# Why exactly ARE Bettas "aggressive"?



## TianTian (Apr 14, 2009)

Got into a discussion today about Bettas and why they can't co-exist with most other fish without a lot of space. 

One opinion was Bettas are naturally territorial, higher than most other fish and therefore need the space. In addition, domestic Betta Splendens are different from their wild cousins and have the aggression ten-fold in them. 

The other opinion is that Bettas are not inherently aggressive, but it is a state of mind that they get into as individual fish. People make them out to be more aggressive than they really are. This applies to both wild and domestic Bettas.

Thoughts?


----------



## dramaqueen (Jul 7, 2008)

I think they are more aggressive in an aquarium setting because its a smaller space, of course, than in the wild. In the wild, a male might cross into another male's territory and they will chase and nip at each other until one is driven off. In an aquarium, one can't run ther other one off because there is no place to go so they will continue fighting to the death.


----------



## TigerLily (Sep 17, 2009)

dramaqueen said:


> I think they are more aggressive in an aquarium setting because its a smaller space, of course, than in the wild. In the wild, a male might cross into another male's territory and they will chase and nip at each other until one is driven off. In an aquarium, one can't run ther other one off because there is no place to go so they will continue fighting to the death.
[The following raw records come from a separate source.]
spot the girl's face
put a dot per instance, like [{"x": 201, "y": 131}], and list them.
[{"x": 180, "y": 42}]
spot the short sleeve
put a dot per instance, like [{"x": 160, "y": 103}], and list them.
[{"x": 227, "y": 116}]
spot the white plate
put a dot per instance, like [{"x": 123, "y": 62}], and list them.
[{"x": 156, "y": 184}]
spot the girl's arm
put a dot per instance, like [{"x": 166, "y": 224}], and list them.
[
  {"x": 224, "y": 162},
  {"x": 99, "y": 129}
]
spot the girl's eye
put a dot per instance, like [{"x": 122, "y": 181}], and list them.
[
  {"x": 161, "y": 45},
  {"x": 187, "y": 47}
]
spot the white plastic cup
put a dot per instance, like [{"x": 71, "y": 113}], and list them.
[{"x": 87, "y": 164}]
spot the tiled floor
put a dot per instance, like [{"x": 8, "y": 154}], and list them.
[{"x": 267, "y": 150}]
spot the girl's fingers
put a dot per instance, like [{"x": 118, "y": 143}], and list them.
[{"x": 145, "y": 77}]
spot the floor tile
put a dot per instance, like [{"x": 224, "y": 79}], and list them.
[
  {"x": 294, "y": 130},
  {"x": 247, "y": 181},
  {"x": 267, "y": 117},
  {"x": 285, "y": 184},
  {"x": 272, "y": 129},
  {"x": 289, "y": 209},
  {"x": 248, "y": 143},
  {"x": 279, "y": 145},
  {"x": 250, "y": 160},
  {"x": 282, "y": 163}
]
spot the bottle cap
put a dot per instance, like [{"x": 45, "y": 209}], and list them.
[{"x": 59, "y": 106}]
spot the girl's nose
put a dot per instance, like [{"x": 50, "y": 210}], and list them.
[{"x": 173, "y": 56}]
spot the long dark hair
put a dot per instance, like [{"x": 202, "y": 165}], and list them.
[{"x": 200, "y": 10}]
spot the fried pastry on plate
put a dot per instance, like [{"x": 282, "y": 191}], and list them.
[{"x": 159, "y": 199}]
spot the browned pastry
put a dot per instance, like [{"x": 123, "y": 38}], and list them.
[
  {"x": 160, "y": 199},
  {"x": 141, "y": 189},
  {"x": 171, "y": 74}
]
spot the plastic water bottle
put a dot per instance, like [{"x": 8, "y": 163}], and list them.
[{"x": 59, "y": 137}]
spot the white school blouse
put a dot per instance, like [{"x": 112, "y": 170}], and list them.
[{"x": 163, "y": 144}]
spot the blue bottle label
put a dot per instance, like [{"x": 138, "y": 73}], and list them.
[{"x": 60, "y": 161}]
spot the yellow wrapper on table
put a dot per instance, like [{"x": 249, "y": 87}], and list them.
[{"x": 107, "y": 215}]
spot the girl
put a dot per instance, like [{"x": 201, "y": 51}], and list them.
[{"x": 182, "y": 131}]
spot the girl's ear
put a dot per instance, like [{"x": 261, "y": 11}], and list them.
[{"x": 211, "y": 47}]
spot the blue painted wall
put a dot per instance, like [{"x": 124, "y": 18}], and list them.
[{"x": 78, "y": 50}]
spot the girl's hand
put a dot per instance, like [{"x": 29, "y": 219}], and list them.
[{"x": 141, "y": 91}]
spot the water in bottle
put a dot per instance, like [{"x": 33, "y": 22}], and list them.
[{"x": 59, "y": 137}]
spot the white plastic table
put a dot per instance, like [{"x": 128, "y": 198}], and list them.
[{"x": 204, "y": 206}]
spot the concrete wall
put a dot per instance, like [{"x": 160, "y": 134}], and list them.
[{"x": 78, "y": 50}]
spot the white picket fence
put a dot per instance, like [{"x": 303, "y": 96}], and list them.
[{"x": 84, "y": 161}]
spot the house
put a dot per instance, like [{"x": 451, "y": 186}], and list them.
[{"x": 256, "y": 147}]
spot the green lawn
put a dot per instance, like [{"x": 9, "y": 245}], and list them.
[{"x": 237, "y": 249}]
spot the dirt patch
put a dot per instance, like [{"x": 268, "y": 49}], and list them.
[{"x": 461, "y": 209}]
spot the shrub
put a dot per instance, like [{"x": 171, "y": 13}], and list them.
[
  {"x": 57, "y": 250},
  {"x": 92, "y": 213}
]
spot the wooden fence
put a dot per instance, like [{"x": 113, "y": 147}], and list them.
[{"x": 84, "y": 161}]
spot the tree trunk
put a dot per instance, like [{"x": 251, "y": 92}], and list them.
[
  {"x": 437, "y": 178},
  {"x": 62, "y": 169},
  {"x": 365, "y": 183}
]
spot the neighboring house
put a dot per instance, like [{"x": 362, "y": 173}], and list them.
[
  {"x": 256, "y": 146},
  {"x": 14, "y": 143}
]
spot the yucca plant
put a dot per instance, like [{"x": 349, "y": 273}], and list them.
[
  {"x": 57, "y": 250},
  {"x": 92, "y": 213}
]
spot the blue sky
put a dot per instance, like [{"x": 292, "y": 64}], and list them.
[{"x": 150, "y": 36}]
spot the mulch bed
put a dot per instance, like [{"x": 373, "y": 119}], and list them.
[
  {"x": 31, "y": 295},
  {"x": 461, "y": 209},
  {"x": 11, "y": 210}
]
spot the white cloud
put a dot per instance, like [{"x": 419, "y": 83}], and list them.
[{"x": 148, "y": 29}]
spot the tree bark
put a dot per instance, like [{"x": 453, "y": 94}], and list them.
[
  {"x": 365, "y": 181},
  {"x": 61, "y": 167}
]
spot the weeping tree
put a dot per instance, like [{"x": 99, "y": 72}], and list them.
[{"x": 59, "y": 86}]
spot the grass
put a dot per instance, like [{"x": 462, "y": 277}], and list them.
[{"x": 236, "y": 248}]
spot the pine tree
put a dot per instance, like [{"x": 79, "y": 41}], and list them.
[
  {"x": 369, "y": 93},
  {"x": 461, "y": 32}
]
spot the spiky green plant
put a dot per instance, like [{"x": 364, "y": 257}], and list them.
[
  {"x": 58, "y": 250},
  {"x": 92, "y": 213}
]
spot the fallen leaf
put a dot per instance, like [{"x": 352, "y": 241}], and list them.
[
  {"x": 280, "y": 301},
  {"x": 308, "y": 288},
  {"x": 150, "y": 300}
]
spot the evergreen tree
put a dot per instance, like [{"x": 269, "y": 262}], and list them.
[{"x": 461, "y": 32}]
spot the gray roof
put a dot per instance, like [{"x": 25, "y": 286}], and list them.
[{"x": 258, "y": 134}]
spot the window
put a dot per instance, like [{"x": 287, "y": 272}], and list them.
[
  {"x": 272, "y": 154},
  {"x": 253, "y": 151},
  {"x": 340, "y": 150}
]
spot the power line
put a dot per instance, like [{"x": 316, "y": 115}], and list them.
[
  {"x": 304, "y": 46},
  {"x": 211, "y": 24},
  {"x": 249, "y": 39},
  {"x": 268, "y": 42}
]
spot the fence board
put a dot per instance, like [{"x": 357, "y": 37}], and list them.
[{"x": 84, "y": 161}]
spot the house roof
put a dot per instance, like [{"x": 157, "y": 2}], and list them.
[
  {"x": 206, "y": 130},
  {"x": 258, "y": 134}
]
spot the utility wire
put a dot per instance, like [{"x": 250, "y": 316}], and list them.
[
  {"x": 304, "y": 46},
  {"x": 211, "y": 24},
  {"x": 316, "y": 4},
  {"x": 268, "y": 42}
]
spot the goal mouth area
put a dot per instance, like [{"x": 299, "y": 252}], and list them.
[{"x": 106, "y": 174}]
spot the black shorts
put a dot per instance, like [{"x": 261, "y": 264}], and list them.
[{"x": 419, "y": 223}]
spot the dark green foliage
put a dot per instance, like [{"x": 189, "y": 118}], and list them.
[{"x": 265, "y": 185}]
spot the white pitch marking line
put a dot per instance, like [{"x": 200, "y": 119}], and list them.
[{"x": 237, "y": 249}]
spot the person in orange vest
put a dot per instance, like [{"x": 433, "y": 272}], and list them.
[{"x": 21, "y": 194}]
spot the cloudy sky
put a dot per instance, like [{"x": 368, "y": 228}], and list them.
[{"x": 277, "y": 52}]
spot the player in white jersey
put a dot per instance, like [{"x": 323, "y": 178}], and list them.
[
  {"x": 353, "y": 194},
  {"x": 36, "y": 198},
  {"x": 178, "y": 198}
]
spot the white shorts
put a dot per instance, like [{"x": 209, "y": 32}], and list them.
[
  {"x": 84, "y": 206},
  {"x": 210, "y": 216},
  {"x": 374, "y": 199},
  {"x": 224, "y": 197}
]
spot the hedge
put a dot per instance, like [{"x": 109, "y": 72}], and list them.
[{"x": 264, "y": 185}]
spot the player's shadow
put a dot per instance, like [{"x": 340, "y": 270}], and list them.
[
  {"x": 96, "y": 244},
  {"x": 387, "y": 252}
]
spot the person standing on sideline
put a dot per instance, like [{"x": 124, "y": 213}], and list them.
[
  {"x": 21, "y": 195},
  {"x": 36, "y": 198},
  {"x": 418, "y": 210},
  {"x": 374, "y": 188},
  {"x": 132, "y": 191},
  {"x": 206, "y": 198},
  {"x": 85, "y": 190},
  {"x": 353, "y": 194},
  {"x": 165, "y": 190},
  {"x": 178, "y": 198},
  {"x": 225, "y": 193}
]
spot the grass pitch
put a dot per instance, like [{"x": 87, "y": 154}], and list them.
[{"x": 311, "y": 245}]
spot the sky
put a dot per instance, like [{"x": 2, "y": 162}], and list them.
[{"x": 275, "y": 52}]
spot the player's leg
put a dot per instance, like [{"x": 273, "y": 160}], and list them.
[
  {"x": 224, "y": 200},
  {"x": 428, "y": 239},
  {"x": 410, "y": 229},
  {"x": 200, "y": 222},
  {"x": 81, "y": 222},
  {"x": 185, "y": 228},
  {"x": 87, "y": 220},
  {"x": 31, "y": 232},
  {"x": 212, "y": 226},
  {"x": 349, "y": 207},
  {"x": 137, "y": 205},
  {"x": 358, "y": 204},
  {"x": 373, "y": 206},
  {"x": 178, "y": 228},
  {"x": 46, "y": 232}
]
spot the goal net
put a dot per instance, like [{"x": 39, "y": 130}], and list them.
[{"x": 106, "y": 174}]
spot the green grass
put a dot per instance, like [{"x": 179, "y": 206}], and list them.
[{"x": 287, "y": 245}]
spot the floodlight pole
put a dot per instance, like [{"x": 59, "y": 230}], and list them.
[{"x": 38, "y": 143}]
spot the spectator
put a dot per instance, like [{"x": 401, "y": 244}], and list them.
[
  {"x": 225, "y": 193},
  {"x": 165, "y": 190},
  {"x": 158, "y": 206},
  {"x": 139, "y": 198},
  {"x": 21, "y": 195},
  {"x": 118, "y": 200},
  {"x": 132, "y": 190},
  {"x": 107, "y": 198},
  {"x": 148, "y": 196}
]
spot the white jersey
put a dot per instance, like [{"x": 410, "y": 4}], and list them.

I would think that pretty much nails it. When you have nowhere to retreat to and you feel your space is being invaded, what choice do you have but to defend it?


----------



## dramaqueen (Jul 7, 2008)

I think people are the same way. lol


----------



## 1fish2fish (Sep 10, 2009)

Plus Betta Splendens were bred to be even more aggressive when fish fighting was popular (it still is in some parts of the world). Selective breeding has made them even more aggressive and territorial. The IBC even judges bettas by how aggressive they are.. its viewed as a good thing.

The tank is just an added factor. A betta in a 150 gal shallow tank would probably be less territorial.


----------



## CodeRed (Jun 11, 2009)

I bet if someone really tried they could breed the aggressiveness out of bettas, like they have with other animals. I think that would be awesome  I agree with what's been said already: selective breeding to make them more aggressive, along with limited space and how they already were naturally. It's just how they are.


----------



## 1fish2fish (Sep 10, 2009)

You definitely could. Mellower bettas is something I would love to have in my lines when I start breeding. Not because I think they should be mellow but so many people insist on doing community tanks with them that being less agressive would give the fish a better qual of life. They wouldn't be as stressed out.


----------



## TianTian (Apr 14, 2009)

Wonderful insights, everyone!  

I agree, breeding a mellow Betta would be positively amazing. Would it be possible to breed them down to where you could keep males together in a reasonably-sized tank?


----------



## dramaqueen (Jul 7, 2008)

I suppose it could be possible.


----------



## BettaxFishxCrazy (Sep 5, 2009)

Yeah, in the wild they rarely kill each other. They beat each other up, than the defeated one swims away, but in a tank where they can't get away, one ends up killing the other.


----------



## 1fish2fish (Sep 10, 2009)

After SEVERAL generations of very selective breeding IMO males could probably be kept together in LARGE, heavily planted tanks (20+ gallons).. I would never want to totally breed the aggressiveness of bettas.. its part of their charm. Thats why I always tell people if they want a community tank go with a different fish.


----------



## TianTian (Apr 14, 2009)

Good point!


----------